What's less obvious is whether or not Shea is actually going to commit to coughing up the hundred bucks I'm asking for the thing. Which is good, because I really don't want to sell her. I will if somebody meets my price. I mainly brought her to lure folks trolling the nearly 20 vendors set up in Jannus Landing's courtyard over to my table. But while I love the lap steel, I don't need the lap steel; what I need is a hundred bucks.

This particular instrument is definitely a Stage Three item.

I don't consider myself a pack rat. Still, the material possessions do tend to pile up — neat or interesting-looking things that don't work or that I have no intention of actually using in the prescribed manner — and I can use the occasional excuse to thin out their ranks as much as anybody else.

So when the Rock 'N' Roll Swap Meet rolled around this year, I decided to pony up the $10 vendor's fee and cover a table with a bunch of crap that's been filling my closet, bookshelves and CD racks, and generally taking up space that should be opened for more crap that I'll have to jettison later.

Over the years, I've developed a three-tiered approach to culling the physical detritus of my existence for any flea-market sale, swap-meet barter or donation situation. I'm pretty sure everybody goes through a similar process when an opportunity arises to get rid of some of the flotsam and jetsam floating around their lives; I've just found that making three distinct passes through my things enables me not only to come up with shit people might actually want to buy, but also to divest myself of possessions I'd otherwise kid myself into keeping forever.

Stage One consists of gathering up the obvious stuff, the stuff I've wanted to lose for years, but couldn't bring myself to just throw away. These are the things that immediately come to mind when somebody asks if you've got anything to contribute to their yard sale — too-small T-shirts, for instance. You make a mental list, you grab a couple of boxes, go directly to the objects on the list and put 'em in the boxes.

Some folks might be tempted to stop there, have a congratulatory beer and move on to watching Survivor. But look around, man — your apartment is almost certainly still awash with cash masquerading as Duran Duran albums or novels you've read a dozen times.

In Stage Two, I make a more thorough and thoughtful perusal of my assets. This is the "do I really need this?" stage, the stage in which the first pangs of loss emerge. It's during Stage Two that I force myself to discern between a great record that I'll probably never listen to, and a record that I might actually put on from time to time. It's when "neat" and "interesting-looking" are finally assigned values, and some very neat and interesting-looking things just gotta go. It's a little painful to look deep into yourself and discover that you might like five bones more than you like that lamp that looks like a tree that looks like a bong ... but sometimes the truth hurts.

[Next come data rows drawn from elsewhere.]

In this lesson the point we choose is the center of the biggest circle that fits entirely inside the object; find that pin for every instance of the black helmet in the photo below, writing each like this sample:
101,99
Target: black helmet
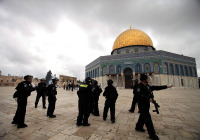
95,82
110,82
42,79
88,80
143,77
28,77
55,79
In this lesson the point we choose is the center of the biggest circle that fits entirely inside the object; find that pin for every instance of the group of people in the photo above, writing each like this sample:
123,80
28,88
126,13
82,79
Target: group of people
70,86
24,89
88,95
143,96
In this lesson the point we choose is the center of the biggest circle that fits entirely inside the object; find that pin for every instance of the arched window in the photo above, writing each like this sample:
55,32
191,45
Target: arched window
111,70
186,71
147,68
194,72
95,73
171,69
165,68
98,72
156,68
181,71
104,70
118,69
138,68
190,71
176,70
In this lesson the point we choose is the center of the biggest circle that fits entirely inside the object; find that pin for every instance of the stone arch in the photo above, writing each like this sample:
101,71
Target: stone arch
104,70
176,70
147,67
186,70
171,69
156,68
138,68
118,70
111,69
190,72
181,71
128,73
165,68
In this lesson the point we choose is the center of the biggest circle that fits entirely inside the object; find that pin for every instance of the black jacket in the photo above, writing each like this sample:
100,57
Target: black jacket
96,91
85,91
41,88
52,91
24,89
135,89
145,93
110,93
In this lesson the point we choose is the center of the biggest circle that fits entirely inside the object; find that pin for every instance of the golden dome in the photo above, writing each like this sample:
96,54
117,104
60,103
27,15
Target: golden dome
132,37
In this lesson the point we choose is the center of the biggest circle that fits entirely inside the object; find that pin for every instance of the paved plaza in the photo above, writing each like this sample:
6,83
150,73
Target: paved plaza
179,118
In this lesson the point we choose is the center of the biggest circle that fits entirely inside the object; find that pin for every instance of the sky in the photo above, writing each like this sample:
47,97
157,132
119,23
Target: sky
65,35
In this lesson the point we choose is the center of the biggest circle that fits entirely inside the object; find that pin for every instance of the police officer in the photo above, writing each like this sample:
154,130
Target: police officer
41,91
24,90
111,96
84,95
135,98
52,92
96,91
145,96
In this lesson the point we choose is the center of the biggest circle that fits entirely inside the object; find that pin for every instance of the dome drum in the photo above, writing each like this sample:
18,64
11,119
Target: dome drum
132,37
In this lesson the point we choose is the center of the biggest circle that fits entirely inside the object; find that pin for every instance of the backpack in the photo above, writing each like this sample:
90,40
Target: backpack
16,94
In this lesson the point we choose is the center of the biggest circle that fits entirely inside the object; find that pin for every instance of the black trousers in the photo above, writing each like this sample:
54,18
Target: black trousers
134,102
19,117
51,107
109,104
84,111
145,118
38,98
91,102
96,105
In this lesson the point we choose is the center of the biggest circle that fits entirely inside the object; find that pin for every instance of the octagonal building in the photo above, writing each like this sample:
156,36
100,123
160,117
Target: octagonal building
133,54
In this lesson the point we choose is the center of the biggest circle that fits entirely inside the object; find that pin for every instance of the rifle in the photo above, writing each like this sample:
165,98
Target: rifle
156,106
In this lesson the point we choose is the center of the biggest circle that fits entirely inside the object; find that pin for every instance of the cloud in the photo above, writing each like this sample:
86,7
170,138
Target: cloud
64,36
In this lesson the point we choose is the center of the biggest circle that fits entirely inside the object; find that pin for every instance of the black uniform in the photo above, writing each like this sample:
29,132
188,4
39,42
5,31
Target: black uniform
111,96
135,98
24,90
41,91
51,92
84,95
96,91
144,94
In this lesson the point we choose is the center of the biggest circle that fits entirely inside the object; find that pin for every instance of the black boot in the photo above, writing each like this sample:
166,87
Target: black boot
86,124
140,129
154,137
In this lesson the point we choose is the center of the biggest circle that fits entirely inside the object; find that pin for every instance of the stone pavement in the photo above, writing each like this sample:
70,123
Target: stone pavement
179,118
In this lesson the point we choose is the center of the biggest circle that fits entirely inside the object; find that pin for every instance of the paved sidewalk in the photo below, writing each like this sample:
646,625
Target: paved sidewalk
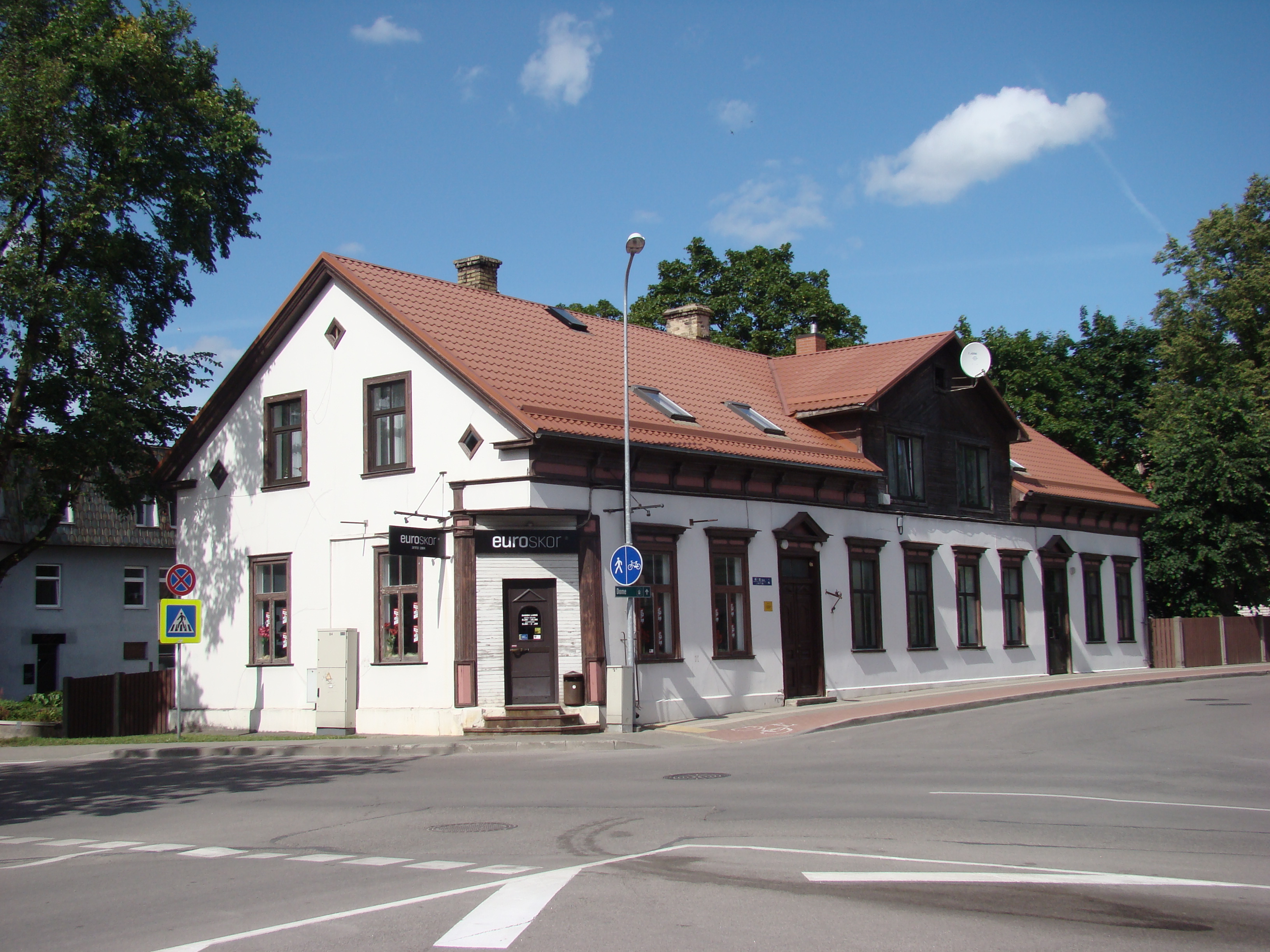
787,721
738,728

And then there's Stage Three.

Stage Three is where I cut to the quick, where every time an item goes into the back of the Jeep, I feel like a rusty hook is yanking out a piece of me. No, I'm not going to die without my copy of A Widow for One Year. I don't need it. But I like having it so much that it almost amounts to the same thing, and it's the trade paperback version, and that hole in my John Irving collection might as well be a hole in my identity.

That's what it feels like, once everything else is set up on my table in the shade between the outside stage and the Port-O-Lets, as I flip the latches on the lap steel's case, raise its lid, and put the ugly/beautiful instrument out there for anybody with a hundred bucks.

Many shoppers come over to admire her as Dream Window plays a long set of Blue Oyster Cult-esque prog-rock, and Becks and I take turns running into the Tamiami for beers, and Peaches filches shirts and books (including A Widow for One Year, which she has yet to finish) from the table. Many of them don't know what the lap steel is, and ask; several of those who do know what she is ask how much I want for her, then shake their heads and walk away when I tell them.

And all the while, Car Bomb Shea — guitarist, lawyer and builder of amplifiers — keeps coming back to look at her, to strum her, to examine her slide, to make up his mind about her.

The fourth time he comes, he throws five twenties down on the table, closes and latches her case, thanks me, and wanders off with her tucked under his arm.

I know he'll give her a good home. Car Bomb Shea knows and respects music and the things that make it. And like I said, I don't really need her — hell, I only tried to learn to play the damn thing for about a month before giving up and relegating her to her case and a corner, first in the house and later at the Seaside Shack.

But still, that hole on the surface of the table might as well be a hole in my identity.